Edward Snowden was nominated by a Swedish sociology professor for the Nobel Peace Prize. In a letter to the Norwegian Nobel Committee, Prof. Stefan Svallfors of Umeå University wrote that the National Security Agency whistleblower is an example of how “individuals can stand up for fundamental rights and freedoms.”
“This example is important because since the Nuremberg trials in 1945 has been clear that the slogan ‘I was just following orders’ is never claimed as an excuse for acts contrary to human rights and freedoms,” Svallfors wrote. “Edward Snowden has — in a heroic effort at great personal cost — revealed the existence and extent of the surveillance, the U.S. government devotes electronic communications worldwide.
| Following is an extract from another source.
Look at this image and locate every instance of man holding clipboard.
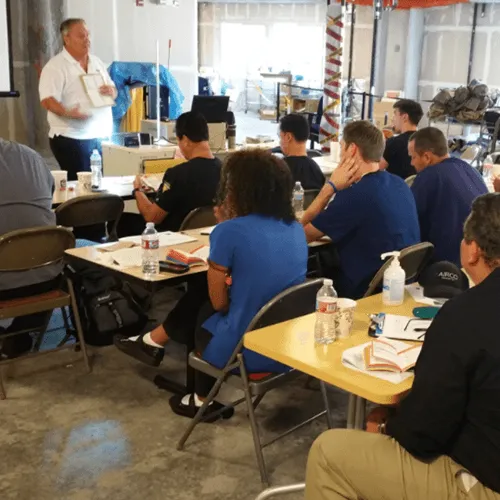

By putting light on this monitoring program — conducted in contravention of national laws and international agreements — Edward Snowden has helped to make the world a little bit better and safer.”
Svallfors felt the committee was wrong for awarding the 2009 award to President Barack Obama “for his extraordinary efforts to strengthen international diplomacy and cooperation between peoples."
He said the decision to award the 2013 Nobel Prize to Snowden would “ help to save the Nobel Peace Prize from the disrepute that incurred by the hasty and ill-conceived decision to award U.S. President Barack Obama [the] 2009 award. It would show its willingness to stand up in defense of civil liberties and human rights, even when such a defense be viewed with disfavor by the world’s dominant military power.”
The professor is a member of the Royal Swedish Academy of Sciences and his research focuses on welfare policies and redistribution in Western countries, according to his profile on the Institute for Futures Studies.